Frequently Asked Questions
- Can I make Soft Sugar Cookie Cutouts Recipe with Easy Royal Icing Decoration ahead?
- Yes. Bake it ahead, cool it fully, and store it as directed so the texture stays as close to fresh as possible.
- How do I know when it is done?
- Use the timing as a guide, then check the center with the recipe's doneness cue, such as a clean toothpick, set edges, bubbling filling, or a gently springy top.
- Can I change the flavor?
- Yes. Keep changes small the first time, such as adding citrus zest, spice, chocolate, nuts, or a simple glaze that matches the recipe.
- What should beginners watch most closely?
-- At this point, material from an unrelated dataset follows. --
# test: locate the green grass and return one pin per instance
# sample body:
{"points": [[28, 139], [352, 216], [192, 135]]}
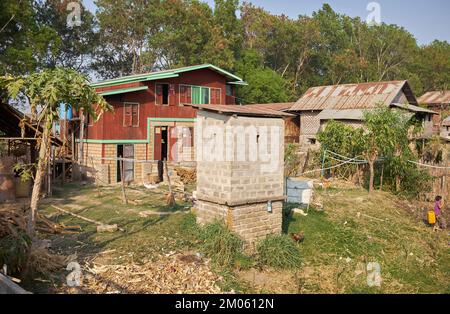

- Measure carefully, avoid overmixing batters or doughs, and let the bake cool long enough before slicing, glazing, or storing.
Ingredient Replacements
- ¾ cups (345g) all-purpose flour: Use whole wheat pastry flour for a nuttier bake or a 1:1 gluten-free baking blend if needed, checking texture before baking.
- baking powder: Use a similar baking ingredient and adjust moisture gradually so the batter or dough keeps the same texture.
- ½ teaspoon salt: Use a similar baking ingredient and adjust moisture gradually so the batter or dough keeps the same texture.
- ¾ cup (170g) unsalted butter: Use melted butter, neutral oil, or a plant-based baking stick in the same amount, knowing that flavor and tenderness may shift slightly.
- (200g) granulated sugar: Swap with a similar sweetener in small adjustments because liquid sweeteners can change browning and moisture.
Storage and Reheating
Cool leftovers before storing. Refrigerate in an airtight container for up to 4 days, or freeze when the ingredients are freezer-friendly.